The investigators will recruit 12 overweight/obese (BMI between 25.0 and 40 kg/m2) and 12
normal weight (BMI between 20 and 24.9 kg/m2) men and women who are free of chronic
inflammatory or metabolic disease. In a double-blind, randomized cross-over design, each
subject will complete three 8-day standardized dietary periods that will differ only in the
type of sweetened beverage administered. Specifically, subjects will be asked to drink four
servings of a beverage each day that is sweetened with glucose, fructose, or HFCS (55%
fructose, 45% glucose). All solid food will be provided for each of the three 8-day diet
periods, and will be consumed ad libitum. Following each dietary period, the investigators
will collect fasting blood to measure markers of systemic inflammation and plasma
concentrations of total and HMW-adiponectin.
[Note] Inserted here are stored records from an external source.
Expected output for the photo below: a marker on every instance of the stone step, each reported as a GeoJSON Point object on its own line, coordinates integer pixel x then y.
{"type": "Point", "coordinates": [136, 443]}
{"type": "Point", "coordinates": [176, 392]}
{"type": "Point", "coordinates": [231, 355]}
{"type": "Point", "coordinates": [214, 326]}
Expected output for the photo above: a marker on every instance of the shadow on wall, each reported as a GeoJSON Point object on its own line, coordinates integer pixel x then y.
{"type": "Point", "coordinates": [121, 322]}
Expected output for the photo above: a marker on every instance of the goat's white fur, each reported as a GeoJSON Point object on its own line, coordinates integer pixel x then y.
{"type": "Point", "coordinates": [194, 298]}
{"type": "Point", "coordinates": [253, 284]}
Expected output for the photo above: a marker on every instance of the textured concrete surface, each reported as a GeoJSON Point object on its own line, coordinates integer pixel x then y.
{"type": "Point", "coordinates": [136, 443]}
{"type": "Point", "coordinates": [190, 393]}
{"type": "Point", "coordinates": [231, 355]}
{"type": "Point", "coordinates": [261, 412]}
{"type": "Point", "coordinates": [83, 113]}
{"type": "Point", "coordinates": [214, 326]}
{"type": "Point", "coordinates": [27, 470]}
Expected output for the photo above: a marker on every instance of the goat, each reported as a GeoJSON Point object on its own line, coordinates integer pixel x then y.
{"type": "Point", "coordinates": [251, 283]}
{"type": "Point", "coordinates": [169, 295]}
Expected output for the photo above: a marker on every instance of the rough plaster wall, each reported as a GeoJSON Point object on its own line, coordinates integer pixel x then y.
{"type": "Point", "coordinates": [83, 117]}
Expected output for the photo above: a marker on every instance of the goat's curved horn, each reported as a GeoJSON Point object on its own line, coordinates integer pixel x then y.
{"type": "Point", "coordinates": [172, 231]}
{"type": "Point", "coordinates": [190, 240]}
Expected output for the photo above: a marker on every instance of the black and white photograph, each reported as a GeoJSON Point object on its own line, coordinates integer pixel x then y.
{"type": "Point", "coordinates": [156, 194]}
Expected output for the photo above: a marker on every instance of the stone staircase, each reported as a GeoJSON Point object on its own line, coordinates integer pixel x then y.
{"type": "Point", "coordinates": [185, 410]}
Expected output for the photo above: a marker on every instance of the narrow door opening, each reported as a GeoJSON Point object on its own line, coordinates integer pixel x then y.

We will also assess changes in adipose tissue
inflammation and intestinal permeability as potential mechanisms by which fructose-sweetened
beverages may trigger systemic inflammation. This study has the potential to identify a
dietary trigger of low-grade inflammation, a likely contributor to CVD and metabolic
diseases. The public health impact of this project might be considerable given that the
consumption of fructose in the population is pervasive, and is modifiable on an individual
as well as a population level.

Inclusion Criteria:

- Age: 18-65 years;

- BMI 20-40 kg/m2;

- Weight stable to within 10 pounds for 6 months prior to entering the study, and at
their lifetime maximum weight (or within 30 pounds of it; excluding pregnancy);

- Ability to be admitted for ~30 minutes on three occasions, and ~6 hours on three
occasions to the FHCRC Prevention Center;

- Ability to provide informed written consent;

- Willingness to consume only food and beverages provided by the Human Nutrition
Laboratory of the FHCRC Prevention Center for three periods of 8 days each.

Exclusion Criteria:

- Presence or history of chronic inflammatory, autoimmune or metabolic diseases;

- Presence of phenylketonuria, hereditary fructose intolerance, fructose malabsorption,
or malabsorption syndromes;

- Abuse of alcohol (>2 drinks per day), smoking, or use of recreational drugs;

- Current or recent (within three months) intake of medications likely to interfere
with study endpoints (insulin, antidiabetics, β-blockers, anabolic steroids,
glucocorticosteroids, daily high-dose non-steroidal anti-inflammatory drugs,
warfarin, antibiotics, probiotics);

- Presence of anemia, recent (within 2 months) history of anemia;

- Anyone not willing or able to eat the provided food;

- Current or recent (within 12 months) pregnancy or breastfeeding.